BOGAERT (Pieter Willemsz.), Boomgaert of alleen Pieter Willemsz., in 1572 naar Emden gevlucht, bracht met Dirk Cortenbosch, onder de doopsgezinden 1060 gulden voor den prins bijeen, toen deze met zijn leger bij Roermond lag. Hij was wellicht reeds maker van paskaarten en zeker een der hoofden der amsterdamsche doopsgezinden, toen hij daar in 1586 met Robbert Robbertsz. sprak over diens denkbeelden over de kerkelijke feestregeling.
Met dezen en anderen is hij echter in 1589 uitgebannen en werd weldra voor Robberts een ‘vriendt, die hun tot vyantschap keerde’, toen deze wederom schreef over de echtmijding, in 1591 gevolgd door een nieuwen ban, zoodat toen de partij ‘Robbert-Robberts-volk’ onder de doopsgezinden ontstond. Blaupot ten Cate wijst er op, hoe hieruit blijkt, dat de boekencensuur vóór 1600 niet alleen bij de gereformeerden, maar ook bij de doopsgezinden bestond. B. schreef, onder de zinspreuk:‘Proeve Wilt Behouwen,’eene zinspeling op 1 Thess. 5:21 en tevens op de aanvangletters van zijn naam: Een Munsterende Wttochtalsoo genaempt over Robbert Robberts boeksken (z. pl. 1592) door van Doorninck,Bibl. van Ned. anonymen en pseudon. (1870) no. 5511, verkeerd geciteerd als: Een monsterende Wttocht enz.), waarin Bogaert o.a. op blz. 18 aan Robbert Robberts verwijt ‘dat hij zijne geschriften tot den druk bestelde, hoewel tegen het verstand der gemeente, en aleer hij ze aan zijne dienaars en broederen te beproeven gegeven had. Een ander geschrift van Robbert Robberts tegen hem is: Slach met het sweert des Gheests op het achterste deel van Peter Willemsz. Bogaertsz. boeck (z. pl. 1595); van Bogaert wordt een hs: Een gans duytlick ende bescheyden antwoort ende wederlegginge wt cracht der heiliger scrift grontlich vervaet over een boecxken geintituleerd; Een seergrondich antwoort, vermeld in Catalogus bibl. doopsgez. gem. Amst. II.

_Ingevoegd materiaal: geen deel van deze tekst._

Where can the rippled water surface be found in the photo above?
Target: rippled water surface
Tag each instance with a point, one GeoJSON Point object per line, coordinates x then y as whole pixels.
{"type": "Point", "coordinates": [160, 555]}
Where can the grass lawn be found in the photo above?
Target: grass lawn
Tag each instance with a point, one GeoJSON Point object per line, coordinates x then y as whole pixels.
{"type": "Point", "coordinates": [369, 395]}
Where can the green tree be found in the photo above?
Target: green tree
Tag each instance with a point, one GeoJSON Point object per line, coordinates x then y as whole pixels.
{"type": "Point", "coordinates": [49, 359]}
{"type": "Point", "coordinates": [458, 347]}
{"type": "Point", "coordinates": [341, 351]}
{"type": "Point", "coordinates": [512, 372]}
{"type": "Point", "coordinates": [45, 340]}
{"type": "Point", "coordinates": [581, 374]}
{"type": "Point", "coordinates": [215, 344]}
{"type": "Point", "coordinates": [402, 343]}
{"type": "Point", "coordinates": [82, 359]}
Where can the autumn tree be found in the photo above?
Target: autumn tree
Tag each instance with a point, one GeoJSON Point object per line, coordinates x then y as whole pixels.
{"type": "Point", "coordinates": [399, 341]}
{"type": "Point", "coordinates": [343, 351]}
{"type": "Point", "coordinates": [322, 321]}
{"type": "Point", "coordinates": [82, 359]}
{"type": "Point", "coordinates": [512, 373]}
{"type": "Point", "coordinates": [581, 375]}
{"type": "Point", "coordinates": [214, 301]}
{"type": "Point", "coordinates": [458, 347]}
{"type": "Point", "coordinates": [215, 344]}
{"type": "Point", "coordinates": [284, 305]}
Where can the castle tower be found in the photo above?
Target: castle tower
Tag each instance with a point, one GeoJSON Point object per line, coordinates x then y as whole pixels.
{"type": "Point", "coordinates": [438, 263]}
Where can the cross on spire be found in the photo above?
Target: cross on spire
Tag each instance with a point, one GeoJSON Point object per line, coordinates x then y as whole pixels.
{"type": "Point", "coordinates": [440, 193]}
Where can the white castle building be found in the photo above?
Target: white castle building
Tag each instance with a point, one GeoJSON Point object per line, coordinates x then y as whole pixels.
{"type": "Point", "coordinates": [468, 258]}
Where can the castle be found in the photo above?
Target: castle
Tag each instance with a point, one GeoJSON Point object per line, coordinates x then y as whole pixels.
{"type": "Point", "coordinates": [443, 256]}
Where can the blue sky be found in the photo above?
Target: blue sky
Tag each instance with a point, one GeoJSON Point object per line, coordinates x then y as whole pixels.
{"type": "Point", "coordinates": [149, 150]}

B. stond 1606 te Monnikendam en was tegen den herdoop, de echtmijding en den ban.
Zie:S.Blaupot ten Cate, Gesch. der Dpsgez. in Holl. (Amst. 1847) I, 83-87, 151 v., 259, 381-384; dezelfde, Gesch. der Dpsgez. in Friesl. (Leeuw. 1839) 123 v. en ald. aant. 12; S. Muller in Jaarboekje voorde Dpsgez. Gem. 1840,108; J.G. de Hoop Scheffer, Inventaris der Archiefstukken ber. bij de Dpsgez. te Amst.
(Amst. 1883) I, 75 (no. 421,422), 86 v. (no. 480, 481), 93 (no. 517), 119 v.v.; H. Moded, Grondich bericht van de eerste beghinselen der Wederdoopsche Seckten (Middelb. 1603) 172; Burger, Amsterd. boekdrukkers (Amst. 1908). III, 62-99: Biblioth. Reform. Neerl. VII (1911) 67, 527.